When God first established Adam and Eve in the Garden of Eden, He entrusted them with the management of Eden (Gen. 2:8, and Gen. 2:15) , and the care of all creatures in the waters, skies, and upon the earth (Gen. 1:26, and Gen. 1:28) .
When Adam named all the animals, he demonstrated his stewardship over them. Usually the one with authority over something can give it a name; so, by naming all creatures, Adam was clearly demonstrating his status as the ruler of the world.
When Adam lost that dominion, Satan very quickly filled the vacuum. Part of the restoration of the human race, made possible by Christ’s sacrifice at Calvary, will be when the redeemed are given Adam’s and Eve’s privilege of reigning with God for the rest of eternity as “kings and priests” (Rev. 1:6, and Rev. 5:10) .
The opening chapters of the book of Job reveal to us just how extensive Adam’s loss was. As we are given a glimpse into the throne room of the universe, we can also see how subordinate to nature the human race has become since the Fall.

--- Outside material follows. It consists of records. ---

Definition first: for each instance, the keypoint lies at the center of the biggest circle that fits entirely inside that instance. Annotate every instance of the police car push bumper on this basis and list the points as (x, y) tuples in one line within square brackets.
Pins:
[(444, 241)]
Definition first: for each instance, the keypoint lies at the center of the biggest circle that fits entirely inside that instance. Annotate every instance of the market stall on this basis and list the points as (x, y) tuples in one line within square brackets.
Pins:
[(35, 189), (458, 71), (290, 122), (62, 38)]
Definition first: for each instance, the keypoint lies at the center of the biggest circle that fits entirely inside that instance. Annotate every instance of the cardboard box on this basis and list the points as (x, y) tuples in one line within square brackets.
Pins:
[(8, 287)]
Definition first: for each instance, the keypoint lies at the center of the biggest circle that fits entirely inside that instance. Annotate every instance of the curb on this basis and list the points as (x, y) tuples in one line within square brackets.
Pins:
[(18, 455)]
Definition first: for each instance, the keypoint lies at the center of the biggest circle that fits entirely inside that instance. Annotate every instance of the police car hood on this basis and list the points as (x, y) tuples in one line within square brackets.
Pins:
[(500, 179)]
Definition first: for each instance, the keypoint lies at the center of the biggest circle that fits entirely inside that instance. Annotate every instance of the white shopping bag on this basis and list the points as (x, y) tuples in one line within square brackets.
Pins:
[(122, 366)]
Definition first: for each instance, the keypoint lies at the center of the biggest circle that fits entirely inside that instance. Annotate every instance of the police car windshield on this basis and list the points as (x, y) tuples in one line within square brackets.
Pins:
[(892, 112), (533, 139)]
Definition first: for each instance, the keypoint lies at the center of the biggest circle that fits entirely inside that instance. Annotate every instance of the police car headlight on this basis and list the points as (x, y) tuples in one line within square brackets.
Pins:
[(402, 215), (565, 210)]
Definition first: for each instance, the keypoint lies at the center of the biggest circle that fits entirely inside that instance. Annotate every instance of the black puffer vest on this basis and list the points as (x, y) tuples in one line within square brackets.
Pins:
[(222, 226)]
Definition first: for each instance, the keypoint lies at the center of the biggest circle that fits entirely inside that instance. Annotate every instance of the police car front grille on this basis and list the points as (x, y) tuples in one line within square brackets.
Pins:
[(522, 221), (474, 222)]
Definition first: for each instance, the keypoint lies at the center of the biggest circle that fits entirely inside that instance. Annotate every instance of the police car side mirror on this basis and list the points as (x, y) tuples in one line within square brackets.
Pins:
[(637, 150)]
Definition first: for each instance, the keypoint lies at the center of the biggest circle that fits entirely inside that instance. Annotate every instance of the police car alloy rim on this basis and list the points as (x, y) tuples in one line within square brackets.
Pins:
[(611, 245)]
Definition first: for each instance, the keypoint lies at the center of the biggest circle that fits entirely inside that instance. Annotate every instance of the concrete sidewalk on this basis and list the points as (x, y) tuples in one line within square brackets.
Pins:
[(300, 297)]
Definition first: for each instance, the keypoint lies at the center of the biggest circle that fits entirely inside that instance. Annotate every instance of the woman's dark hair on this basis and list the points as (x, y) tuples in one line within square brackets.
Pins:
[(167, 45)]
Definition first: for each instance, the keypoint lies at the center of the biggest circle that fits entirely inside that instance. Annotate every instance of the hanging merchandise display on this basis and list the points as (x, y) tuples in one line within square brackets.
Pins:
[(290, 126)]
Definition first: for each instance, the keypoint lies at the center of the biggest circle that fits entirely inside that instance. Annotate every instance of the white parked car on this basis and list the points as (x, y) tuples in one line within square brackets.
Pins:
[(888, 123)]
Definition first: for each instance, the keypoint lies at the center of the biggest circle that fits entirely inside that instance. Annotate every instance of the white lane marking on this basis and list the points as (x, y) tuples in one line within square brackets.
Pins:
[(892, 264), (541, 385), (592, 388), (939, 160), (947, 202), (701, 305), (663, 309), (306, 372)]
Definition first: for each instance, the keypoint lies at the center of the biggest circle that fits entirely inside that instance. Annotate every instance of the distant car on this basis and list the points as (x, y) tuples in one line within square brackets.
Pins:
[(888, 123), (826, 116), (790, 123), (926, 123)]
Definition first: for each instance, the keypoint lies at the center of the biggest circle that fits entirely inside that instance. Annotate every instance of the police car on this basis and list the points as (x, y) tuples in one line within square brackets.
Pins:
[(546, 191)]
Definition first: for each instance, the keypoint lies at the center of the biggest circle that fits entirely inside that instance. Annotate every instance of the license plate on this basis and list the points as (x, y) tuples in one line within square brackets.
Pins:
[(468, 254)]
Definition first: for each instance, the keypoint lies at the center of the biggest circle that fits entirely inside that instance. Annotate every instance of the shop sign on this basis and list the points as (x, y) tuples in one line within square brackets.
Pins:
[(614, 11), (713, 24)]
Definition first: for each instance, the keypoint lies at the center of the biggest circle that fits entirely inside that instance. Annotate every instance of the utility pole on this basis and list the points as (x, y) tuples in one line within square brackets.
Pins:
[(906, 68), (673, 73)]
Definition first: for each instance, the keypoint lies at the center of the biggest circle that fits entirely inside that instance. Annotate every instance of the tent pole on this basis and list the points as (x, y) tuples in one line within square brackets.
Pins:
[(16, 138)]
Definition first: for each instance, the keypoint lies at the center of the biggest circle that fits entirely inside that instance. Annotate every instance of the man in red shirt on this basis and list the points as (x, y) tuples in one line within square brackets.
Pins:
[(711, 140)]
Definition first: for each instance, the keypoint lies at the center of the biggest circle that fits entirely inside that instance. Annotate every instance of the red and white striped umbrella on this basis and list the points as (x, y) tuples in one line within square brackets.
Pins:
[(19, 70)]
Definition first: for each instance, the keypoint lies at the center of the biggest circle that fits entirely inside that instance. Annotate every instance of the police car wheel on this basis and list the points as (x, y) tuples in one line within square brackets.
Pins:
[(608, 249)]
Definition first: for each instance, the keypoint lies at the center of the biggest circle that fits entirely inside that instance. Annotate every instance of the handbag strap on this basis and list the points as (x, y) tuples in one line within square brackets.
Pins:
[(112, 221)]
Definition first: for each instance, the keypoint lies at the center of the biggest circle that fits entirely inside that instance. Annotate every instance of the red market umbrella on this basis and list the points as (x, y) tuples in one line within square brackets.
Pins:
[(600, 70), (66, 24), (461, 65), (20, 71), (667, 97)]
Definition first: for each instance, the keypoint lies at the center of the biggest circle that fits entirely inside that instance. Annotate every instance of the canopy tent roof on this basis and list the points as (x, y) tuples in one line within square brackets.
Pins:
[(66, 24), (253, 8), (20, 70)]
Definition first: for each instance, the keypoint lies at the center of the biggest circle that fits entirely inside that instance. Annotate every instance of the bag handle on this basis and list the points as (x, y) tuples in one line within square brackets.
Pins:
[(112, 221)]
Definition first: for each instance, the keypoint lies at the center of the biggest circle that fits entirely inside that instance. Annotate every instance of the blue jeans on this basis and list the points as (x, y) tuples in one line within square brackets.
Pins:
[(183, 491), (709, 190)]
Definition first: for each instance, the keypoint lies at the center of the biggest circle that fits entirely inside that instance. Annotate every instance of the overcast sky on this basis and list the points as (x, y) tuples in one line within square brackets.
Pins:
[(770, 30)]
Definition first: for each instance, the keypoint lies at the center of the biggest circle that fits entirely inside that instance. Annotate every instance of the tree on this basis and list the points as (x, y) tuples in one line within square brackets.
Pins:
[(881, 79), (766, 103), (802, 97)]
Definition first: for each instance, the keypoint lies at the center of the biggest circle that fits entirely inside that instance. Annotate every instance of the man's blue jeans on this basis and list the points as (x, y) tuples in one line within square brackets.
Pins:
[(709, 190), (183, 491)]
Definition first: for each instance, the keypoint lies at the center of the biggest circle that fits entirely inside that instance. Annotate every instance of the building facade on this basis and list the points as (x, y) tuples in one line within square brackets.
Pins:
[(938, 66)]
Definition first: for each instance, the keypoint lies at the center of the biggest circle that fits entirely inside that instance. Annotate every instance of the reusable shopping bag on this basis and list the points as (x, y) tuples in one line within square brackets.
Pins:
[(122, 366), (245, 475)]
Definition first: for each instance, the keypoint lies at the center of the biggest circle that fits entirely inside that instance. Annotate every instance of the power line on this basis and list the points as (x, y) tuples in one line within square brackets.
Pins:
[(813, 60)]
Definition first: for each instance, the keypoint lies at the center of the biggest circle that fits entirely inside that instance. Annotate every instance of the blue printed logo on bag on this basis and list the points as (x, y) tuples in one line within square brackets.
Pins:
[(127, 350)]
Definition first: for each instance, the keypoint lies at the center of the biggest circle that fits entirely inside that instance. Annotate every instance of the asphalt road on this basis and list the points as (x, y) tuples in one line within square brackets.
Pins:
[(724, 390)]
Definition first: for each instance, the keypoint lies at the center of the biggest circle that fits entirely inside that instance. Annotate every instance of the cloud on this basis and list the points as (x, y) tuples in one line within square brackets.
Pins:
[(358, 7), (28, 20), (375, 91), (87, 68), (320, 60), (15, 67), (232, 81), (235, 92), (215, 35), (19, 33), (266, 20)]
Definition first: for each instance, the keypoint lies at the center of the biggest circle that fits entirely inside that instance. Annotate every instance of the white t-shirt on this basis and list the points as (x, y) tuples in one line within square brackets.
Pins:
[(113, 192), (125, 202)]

Walking “to and fro” or “walking back and forth” is not just the act of a tourist. In Scripture it is a sign of ownership. When God gave the land to Abraham, He told him to walk its length and breadth (Gen. 13:17) , and similarly to Moses and Joshua (Deut. 11:24, Josh. 1:3) . Satan, in a sense, is flaunting himself as “the god of this world” (2 Cor. 4:4) .
The introduction of Satan in the first two chapters of Job parallels what happened in Genesis 3. Satan initiates trouble in paradise and then leaves the human victims to suffer in his wake.
What evidence can we see of Satan’s work in this world? How can you draw hope from the promise that one day this whole mess will be over?